Langsam und noch immer recht ungläubig streckte ich eine Hand nach vorne aus, um meine Finger sanft über den kalten Stein fahren zu lassen. Wunderschöne Strukturen spiegelten sich dort ab. Ein einziges Trauerspiel, welches ich in einer der ersten Nächte ertrinkend in dieser verlorenen Stadt, im Alkohol ertrinkend und trauernd über den Schmerz, welcher sich in mir breit machte, als Kunst an die Wand brachte um somit mein Leid zu stillen.

Mir kam es vor, als hätte man mir soeben mit einem Messer in den Bauch gestochen, um den Schmerz hinter meine blassen Augen zu treiben.

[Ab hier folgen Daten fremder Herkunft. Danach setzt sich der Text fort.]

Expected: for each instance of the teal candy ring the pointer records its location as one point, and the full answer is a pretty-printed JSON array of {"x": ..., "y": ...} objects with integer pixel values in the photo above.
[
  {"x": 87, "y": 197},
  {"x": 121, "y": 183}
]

Doch anstatt des Blutes, welches an dieser Stelle entweichen sollte, bahnten sich bunte Ranken und Blumen ihren Weg aus meinem Innersten hinaus, und ergänzten das verlassene Bild in dieser Gasse.

Glück machte sich in mir breit, als meine Gedanken mir solch einen Streich spielten, diese Kunst lebhaft und lieblich wirken zu lassen. Denn das war sie keinesfalls.

Sie spiegelte die Angst meinerseits wieder, der vergangenen Tage. Die Angst, meine Vergangenheit zu vergessen.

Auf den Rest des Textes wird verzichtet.